My life was closing in on me. My pocket book was completely bare and so I took to selling clothes to my roommate, all very expensive glorious works of clothing art. I had shopped in all the best places and enjoyed cloths shopping with a passion. However I could no longer fit into some of the items I loved dearly and knew my roommate had quite an eye for.
I asked her if she wanted to go shopping one day and she smiled and said, “my car or yours?”.
” Oh dear one” I said, ” I’ve got a different shopping experience planned for us”. “Turn left down the hallway and open that door, inside you will find a walk-in closet full up of gems you’ve been admiring for sometime now”. She squealed, she ran to the room I occupied and headed for the walk in closet. Inside she enjoyed herself by going through a meticulous and varied selection of jackets (oh how I love a smart jacket), pants, jeans, blouses, tank tops, shoes, even stockings I had not worn in a very long time. Whew… I made rent by her purchases and had extra for the food I was eating way too much of and then some. Gas, gas for leaving this home, going out in the world and finding a job!

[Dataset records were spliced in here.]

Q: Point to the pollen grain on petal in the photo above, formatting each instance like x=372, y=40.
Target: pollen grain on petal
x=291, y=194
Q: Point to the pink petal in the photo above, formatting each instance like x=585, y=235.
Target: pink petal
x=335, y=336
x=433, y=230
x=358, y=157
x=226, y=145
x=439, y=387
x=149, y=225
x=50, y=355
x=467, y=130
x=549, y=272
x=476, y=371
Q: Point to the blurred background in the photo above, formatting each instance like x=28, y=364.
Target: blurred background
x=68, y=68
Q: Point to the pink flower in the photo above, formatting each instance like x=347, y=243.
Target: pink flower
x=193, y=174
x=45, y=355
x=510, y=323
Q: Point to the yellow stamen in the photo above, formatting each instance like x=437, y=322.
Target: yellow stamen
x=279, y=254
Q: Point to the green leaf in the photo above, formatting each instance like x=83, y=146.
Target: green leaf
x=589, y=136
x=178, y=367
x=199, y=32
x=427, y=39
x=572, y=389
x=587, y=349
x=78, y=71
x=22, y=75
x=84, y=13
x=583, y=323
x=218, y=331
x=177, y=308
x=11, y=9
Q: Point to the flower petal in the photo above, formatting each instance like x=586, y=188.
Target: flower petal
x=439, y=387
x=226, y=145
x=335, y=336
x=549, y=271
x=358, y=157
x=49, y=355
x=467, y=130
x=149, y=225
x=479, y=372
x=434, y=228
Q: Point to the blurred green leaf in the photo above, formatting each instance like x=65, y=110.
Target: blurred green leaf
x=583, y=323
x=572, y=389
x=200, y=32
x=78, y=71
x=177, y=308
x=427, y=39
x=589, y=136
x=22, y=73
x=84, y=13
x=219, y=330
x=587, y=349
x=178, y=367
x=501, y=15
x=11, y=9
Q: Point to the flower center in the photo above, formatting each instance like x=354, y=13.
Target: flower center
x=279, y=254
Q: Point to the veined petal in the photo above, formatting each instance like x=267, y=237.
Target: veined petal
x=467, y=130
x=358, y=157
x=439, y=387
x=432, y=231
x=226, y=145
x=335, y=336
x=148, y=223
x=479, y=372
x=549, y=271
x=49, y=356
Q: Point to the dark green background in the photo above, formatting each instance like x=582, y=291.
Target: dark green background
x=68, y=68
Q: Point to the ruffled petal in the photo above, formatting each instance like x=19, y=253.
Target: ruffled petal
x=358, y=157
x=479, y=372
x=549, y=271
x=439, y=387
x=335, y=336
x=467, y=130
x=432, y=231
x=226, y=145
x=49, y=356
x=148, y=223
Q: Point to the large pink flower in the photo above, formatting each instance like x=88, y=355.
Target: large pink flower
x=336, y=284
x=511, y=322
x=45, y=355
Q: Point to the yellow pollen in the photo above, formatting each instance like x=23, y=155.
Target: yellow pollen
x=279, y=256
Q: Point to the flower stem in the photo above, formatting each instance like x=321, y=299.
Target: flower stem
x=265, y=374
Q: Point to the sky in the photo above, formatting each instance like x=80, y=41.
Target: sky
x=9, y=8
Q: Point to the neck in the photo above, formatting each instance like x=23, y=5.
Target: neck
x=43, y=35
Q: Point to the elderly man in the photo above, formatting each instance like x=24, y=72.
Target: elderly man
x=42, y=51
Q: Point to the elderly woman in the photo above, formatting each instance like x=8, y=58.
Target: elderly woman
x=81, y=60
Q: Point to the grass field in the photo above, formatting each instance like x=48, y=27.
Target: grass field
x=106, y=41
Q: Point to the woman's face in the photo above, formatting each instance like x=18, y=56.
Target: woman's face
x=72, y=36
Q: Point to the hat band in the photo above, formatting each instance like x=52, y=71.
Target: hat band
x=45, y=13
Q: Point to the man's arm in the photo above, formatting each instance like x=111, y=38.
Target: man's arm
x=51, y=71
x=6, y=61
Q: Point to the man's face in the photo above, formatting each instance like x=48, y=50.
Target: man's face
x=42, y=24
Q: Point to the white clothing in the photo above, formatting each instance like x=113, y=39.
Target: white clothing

Well now all that could wait, ‘tomorrow tomorrow, there’s always tomorrow’.
The next morning I awoke and completed my daily two minute exercise on really feeling the feelings around hope and understanding who I was. I got up, and instead of going to the living room and turning on the television. I thought to myself, “Oh my it’s been weeks in checking my emails”, how I dreaded doing this, but this morning I felt capable of expanding my world just this much (a thimble full) and sat down to go through what was 800 messages that had not been opened. Oh no, I was not feeling good.
As I deleted/trashed messages I did not want to see nor open, I kept seeing this Redbubble mail and I sat back for a moment and remembered why I had it coming to my mail. I was in my newly finished office and showroom, I had wanted to put up my own art I had photographed of my experiences in India on my walls surrounding me in my office. However, my partner said it was too, well, ethnic. We got into a horrible fight over this as I thought her white bread attitude of work place and art was thinking ‘low’ and ‘unyielding’. After all, I had traveled the world and she had not. I was involved with people from different cultures, she was not. So we came to a place I had not experienced with her before, a place that cut a wide gap of realizing the way she viewed life and work and the way I did.
I opened up the mail from
Redbubble and I began to remember how much I liked viewing the art here. My partner and I had come to an impasse and a compromise as it were; we would buy art that I was not personally involved with.
“Well enough of this reminiscing I thought, go find the way to unsubscribe from this site and delete this horde of Redbubble messages.
That’s when I heard it, a voice so chillingly real and audible I had to stop my finger from hitting delete.
This was the vortex of my nature calling, this was the day that my whole world began to change.